Pneumonia due to methicillin-resistant Staphylococcus aureus (MRSA) is a significant cause of morbidity and mortality in infants particularly following lower respiratory tract viral infections such as Respiratory Syncytial Virus (RSV). However, the mechanisms by which co-infection of infants by MRSA and RSV cause increased lung pathology are unknown. Because the infant immune system is qualitatively and quantitatively different from adults we developed a model of infant MRSA pneumonia which will allow us to investigate the effects of RSV co-infection on disease severity. We infected neonatal and adult mice with increasing doses of MRSA and demonstrate that neonatal mice have delayed kinetics in clearing the bacteria in comparison to adult mice.
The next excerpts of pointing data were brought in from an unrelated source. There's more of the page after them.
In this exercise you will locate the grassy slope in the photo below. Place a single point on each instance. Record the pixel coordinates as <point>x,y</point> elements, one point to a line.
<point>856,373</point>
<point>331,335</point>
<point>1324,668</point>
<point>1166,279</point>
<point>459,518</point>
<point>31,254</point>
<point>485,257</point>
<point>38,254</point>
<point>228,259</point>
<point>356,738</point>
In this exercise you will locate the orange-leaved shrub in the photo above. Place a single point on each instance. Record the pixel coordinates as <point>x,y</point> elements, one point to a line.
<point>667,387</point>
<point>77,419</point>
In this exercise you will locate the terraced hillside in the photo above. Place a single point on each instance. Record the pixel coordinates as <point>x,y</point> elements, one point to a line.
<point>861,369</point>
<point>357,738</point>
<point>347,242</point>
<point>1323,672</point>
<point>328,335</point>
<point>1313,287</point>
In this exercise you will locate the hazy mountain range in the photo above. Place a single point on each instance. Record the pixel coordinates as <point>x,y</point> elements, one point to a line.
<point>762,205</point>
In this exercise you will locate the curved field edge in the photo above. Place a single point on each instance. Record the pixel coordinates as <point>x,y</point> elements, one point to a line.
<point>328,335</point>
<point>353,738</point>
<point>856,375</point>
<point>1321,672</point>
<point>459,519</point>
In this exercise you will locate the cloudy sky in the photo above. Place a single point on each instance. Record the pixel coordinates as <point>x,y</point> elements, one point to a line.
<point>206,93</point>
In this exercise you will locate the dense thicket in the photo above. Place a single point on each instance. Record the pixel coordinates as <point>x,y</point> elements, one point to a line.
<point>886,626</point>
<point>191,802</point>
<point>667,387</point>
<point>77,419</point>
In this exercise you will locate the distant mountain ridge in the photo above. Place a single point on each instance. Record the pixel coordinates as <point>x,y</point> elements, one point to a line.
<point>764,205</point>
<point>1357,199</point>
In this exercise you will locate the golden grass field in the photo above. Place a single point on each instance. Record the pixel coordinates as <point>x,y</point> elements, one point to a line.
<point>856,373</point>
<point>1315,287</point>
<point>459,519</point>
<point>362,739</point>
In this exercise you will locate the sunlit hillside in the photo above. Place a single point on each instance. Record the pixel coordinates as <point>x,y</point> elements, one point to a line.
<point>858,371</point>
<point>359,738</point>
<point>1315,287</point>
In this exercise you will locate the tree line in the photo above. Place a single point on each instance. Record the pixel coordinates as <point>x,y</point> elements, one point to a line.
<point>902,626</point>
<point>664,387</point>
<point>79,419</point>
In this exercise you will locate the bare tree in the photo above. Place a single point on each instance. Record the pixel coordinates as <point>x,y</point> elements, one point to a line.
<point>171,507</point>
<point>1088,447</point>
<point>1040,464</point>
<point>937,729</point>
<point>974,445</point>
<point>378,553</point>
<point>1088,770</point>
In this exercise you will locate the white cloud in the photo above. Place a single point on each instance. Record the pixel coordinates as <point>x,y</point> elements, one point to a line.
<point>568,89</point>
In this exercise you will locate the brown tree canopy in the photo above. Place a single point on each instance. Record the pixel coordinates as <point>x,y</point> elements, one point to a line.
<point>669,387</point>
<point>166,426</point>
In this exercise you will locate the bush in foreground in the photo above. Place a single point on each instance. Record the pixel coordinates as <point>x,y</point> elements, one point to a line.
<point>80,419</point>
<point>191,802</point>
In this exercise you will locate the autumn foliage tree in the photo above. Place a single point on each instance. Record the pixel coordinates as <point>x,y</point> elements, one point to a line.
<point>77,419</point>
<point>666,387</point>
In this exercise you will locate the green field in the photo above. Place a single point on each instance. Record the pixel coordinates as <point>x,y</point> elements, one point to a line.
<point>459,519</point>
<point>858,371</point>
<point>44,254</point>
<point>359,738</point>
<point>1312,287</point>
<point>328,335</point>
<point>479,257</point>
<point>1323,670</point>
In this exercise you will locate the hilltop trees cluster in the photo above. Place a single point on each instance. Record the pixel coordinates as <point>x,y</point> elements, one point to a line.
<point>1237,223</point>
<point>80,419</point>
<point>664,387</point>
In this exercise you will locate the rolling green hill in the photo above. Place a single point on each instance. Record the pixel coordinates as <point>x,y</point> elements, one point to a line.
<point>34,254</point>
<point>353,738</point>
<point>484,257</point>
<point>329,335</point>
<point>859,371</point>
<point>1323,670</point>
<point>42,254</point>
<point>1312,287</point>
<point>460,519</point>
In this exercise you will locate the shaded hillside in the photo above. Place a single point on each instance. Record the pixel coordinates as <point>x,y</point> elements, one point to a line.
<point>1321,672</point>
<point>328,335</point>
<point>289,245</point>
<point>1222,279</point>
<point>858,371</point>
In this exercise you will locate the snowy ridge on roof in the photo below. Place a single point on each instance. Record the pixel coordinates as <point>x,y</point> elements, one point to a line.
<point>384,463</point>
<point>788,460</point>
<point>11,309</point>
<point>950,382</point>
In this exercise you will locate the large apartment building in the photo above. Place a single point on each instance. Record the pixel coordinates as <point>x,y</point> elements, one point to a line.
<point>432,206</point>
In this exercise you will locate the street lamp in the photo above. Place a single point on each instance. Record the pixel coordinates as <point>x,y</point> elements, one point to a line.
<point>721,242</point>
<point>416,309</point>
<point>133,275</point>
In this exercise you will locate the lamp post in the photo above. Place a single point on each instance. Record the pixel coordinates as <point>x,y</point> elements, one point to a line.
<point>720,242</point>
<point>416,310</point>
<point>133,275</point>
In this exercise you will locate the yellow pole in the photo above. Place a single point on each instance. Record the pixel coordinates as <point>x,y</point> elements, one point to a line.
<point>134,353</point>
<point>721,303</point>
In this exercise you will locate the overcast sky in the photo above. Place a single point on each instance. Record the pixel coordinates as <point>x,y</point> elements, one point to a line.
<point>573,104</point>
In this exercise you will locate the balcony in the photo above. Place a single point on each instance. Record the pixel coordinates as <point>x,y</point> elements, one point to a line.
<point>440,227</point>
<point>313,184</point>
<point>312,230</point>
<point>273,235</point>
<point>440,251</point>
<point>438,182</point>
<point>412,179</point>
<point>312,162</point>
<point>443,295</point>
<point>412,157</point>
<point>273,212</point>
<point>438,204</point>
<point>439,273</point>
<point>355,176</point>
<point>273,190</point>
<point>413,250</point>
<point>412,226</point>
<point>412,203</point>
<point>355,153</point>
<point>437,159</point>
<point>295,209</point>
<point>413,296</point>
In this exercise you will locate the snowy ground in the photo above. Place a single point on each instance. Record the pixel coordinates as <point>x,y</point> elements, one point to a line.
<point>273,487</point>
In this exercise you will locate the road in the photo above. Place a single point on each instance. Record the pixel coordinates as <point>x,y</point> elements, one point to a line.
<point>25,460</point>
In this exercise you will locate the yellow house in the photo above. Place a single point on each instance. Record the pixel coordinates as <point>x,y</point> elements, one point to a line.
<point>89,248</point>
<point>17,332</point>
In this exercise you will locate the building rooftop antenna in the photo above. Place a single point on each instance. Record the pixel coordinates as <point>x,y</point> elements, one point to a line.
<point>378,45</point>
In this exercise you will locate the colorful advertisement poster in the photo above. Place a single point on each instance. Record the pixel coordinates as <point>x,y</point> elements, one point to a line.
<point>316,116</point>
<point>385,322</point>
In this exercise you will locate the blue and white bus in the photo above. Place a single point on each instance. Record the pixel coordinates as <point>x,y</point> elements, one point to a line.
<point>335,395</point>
There were differences in recruitment of immune cells into the lung following infection. Adult mice exhibited an increase in neutrophil recruitment that coincided with reduced bacterial titers followed by an increase in macrophages. Neonatal mice, however, exhibited an early increase in neutrophils that did not persist despite continued presence of the bacteria. Unlike the adult mice, neonatal mice failed to exhibit an increase in macrophages. Neonates exhibited a decrease in phagocytosis of MRSA suggesting that the decrease in clearance was partially due to deficient phagocytosis of the bacteria. Both neonates and adults responded with an increase in pro-inflammatory cytokines following infection. However, in contrast to the adult mice, neonates did not express constitutive levels of the anti-microbial peptide Reg3γ in the lung. Infection of neonates did not stimulate expression of the co-stimulatory molecule CD86 by dendritic cells and neonates exhibited a diminished T cell response compared to adult mice. Overall, we have developed a neonatal model of MRSA pneumonia that displays a similar delay in bacterial clearance as is observed in the neonatal intensive care unit and will be useful for performing co-infection studies.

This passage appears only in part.